Verses 6-9
"Now Esau saw that Isaac had blessed Jacob and sent him away to Paddan-aram; to take a wife from thence; and as he blessed him, he gave him charge, saying, Thou shalt not take a wife of the daughters of Canaan; and that Jacob obeyed his father and his mother, and was gone to Paddan-aram: and Esau saw that the daughters of Canaan pleased not Isaac his father; and Esau went unto Ishmael, and took, besides the wives that he had, Mahalath the daughter of Ishmael Abraham's son, the sister of Nebaioth, to be his wife."
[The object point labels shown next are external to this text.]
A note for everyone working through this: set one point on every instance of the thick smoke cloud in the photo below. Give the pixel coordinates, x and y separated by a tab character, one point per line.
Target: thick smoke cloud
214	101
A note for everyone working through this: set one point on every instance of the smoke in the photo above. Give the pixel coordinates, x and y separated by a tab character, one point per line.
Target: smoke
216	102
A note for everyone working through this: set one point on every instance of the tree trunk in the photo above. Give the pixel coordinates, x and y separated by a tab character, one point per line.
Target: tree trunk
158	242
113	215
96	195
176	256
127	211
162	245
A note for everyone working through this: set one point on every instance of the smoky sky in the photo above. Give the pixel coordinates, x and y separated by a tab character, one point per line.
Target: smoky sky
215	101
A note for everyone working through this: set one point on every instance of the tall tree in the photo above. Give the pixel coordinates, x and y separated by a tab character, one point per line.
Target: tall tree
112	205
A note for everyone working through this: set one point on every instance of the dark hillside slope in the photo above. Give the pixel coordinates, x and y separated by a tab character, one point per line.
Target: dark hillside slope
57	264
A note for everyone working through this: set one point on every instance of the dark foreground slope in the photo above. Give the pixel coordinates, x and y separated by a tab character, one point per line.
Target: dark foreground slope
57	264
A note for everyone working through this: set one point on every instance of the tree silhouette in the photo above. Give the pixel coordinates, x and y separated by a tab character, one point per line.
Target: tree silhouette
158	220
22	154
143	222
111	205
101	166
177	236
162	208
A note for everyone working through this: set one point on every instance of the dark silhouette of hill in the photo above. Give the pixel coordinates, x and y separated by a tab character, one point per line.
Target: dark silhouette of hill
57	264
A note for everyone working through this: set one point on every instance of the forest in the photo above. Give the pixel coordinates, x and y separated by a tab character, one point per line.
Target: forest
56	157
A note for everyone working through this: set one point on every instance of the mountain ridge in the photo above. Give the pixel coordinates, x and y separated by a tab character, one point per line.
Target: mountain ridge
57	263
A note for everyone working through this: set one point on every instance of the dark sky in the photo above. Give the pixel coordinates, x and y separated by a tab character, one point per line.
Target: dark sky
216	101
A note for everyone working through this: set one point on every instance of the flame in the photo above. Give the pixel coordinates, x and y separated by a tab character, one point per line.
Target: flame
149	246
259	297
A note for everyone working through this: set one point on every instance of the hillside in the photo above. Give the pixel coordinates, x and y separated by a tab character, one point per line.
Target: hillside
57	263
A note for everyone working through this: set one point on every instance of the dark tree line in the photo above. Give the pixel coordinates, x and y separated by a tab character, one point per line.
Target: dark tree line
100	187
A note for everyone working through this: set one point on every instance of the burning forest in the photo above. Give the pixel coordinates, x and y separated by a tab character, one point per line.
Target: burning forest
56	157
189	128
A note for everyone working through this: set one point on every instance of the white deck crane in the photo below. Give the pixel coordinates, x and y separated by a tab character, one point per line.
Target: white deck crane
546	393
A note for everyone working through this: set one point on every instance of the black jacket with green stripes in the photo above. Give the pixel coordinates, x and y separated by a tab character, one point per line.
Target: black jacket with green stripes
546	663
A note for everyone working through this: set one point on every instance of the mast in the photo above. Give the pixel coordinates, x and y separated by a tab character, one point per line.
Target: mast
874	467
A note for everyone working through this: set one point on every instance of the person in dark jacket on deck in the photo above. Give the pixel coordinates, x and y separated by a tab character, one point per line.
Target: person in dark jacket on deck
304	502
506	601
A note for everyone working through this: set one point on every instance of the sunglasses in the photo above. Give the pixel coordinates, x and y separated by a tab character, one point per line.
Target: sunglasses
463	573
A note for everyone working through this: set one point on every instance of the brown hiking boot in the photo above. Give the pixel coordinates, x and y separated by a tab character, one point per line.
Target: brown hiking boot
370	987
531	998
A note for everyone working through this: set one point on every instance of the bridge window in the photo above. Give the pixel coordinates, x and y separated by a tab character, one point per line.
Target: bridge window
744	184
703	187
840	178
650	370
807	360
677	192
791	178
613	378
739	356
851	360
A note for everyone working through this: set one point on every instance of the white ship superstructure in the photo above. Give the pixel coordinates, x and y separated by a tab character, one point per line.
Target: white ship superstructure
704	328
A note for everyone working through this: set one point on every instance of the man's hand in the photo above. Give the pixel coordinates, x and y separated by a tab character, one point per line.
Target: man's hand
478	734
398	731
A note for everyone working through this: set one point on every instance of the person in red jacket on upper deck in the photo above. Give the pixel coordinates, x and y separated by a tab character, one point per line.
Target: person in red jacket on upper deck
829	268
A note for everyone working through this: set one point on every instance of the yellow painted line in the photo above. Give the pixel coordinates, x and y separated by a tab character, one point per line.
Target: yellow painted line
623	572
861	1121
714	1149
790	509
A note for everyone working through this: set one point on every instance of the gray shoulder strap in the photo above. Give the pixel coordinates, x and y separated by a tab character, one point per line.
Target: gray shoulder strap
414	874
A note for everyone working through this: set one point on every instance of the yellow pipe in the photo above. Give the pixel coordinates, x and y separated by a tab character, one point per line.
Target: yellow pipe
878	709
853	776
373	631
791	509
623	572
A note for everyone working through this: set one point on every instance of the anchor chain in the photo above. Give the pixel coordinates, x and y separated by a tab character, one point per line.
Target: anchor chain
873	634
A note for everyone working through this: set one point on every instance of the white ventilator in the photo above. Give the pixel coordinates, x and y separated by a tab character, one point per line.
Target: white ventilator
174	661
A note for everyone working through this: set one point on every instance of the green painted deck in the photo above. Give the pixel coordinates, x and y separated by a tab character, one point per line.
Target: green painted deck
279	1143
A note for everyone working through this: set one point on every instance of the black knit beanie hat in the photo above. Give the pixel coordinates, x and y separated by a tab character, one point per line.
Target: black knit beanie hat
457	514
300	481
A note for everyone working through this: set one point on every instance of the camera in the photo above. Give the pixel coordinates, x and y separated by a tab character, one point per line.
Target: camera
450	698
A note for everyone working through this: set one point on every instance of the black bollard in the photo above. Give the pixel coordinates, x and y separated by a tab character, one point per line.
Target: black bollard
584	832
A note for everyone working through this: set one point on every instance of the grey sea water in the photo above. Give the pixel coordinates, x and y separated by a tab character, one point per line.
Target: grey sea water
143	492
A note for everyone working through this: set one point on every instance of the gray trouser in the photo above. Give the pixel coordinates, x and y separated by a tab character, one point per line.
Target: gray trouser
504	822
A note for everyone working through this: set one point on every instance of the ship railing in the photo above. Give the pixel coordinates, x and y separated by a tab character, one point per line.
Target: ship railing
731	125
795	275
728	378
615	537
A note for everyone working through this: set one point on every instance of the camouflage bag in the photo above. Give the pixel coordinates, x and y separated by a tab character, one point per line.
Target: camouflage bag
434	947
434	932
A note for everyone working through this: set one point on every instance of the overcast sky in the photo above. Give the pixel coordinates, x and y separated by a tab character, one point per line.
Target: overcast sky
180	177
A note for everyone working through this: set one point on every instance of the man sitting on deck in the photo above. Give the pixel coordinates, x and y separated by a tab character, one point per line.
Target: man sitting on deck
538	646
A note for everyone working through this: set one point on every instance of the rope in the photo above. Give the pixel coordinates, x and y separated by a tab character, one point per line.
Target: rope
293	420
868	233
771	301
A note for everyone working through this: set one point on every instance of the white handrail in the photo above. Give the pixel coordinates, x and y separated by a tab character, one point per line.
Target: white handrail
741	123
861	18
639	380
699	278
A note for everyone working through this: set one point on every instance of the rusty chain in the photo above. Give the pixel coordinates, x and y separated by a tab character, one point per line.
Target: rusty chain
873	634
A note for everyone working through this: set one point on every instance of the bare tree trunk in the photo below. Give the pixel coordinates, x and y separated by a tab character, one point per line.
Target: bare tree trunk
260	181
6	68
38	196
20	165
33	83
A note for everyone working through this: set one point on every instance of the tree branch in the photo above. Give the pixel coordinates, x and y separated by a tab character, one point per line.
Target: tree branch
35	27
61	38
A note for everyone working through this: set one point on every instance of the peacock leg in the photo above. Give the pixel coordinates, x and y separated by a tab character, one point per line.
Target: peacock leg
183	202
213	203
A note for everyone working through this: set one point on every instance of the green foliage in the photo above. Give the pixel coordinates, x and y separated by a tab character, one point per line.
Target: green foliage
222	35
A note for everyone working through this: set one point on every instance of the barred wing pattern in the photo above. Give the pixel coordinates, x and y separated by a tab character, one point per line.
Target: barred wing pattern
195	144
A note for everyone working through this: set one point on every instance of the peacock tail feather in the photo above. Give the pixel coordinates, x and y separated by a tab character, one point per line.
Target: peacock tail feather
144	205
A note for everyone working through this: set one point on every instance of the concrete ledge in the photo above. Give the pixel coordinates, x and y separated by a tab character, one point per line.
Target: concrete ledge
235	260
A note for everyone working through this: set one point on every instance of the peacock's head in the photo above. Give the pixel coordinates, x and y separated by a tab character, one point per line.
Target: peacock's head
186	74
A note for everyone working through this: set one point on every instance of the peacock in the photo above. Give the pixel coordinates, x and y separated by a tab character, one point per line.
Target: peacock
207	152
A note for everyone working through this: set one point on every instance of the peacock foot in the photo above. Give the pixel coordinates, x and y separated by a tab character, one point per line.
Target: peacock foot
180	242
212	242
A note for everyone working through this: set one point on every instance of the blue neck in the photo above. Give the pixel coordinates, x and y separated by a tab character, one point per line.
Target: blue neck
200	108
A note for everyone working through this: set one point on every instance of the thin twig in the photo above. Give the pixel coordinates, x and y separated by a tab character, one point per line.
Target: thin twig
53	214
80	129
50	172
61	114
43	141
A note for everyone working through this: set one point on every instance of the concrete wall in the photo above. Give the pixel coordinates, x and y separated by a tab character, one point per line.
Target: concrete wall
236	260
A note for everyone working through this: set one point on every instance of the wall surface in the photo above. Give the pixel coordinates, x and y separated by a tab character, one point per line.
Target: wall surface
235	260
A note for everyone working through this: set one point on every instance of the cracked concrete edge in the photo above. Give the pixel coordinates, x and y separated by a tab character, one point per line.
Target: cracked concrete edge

One cannot resist the opinion that Esau was a shade late with what he must have considered some kind of a concession to the opinions of his parents. "This was a rather pathetic attempt, a closing of the barn door after the horse was gone."[3] It is true that this marriage bore a superficial resemblance to that of Jacob, in that Jacob married his mother's niece, and Esau married his father's niece. But the shocking difference lay in the fact that Esau married out of the covenant line, Ishmael also having been rejected as heir of the promises. Besides this, he already had two wives from the daughters of Canaan, and the only thing he did was to add another woman to his polygamous household. Alas, Jacob fell into the same error, but with provocation that did not exist in the case of Esau. The behavior of both these grandsons shows what a colossal mistake Abraham made when Hagar became a second wife.
These marriages by the patriarchs of wives closely akin to them were possible and permitted because, "The race was young enough that the danger of accumulated mutational defects was minimized."[4] Later, in the times of Moses, when genetic problems were more likely, the Law forbade the marriages of persons of near kinship.
Despite the failure of Esau to make any essential improvement in his situation by this additional marriage, one may sympathize with what he no doubt intended as a gesture of reconciliation.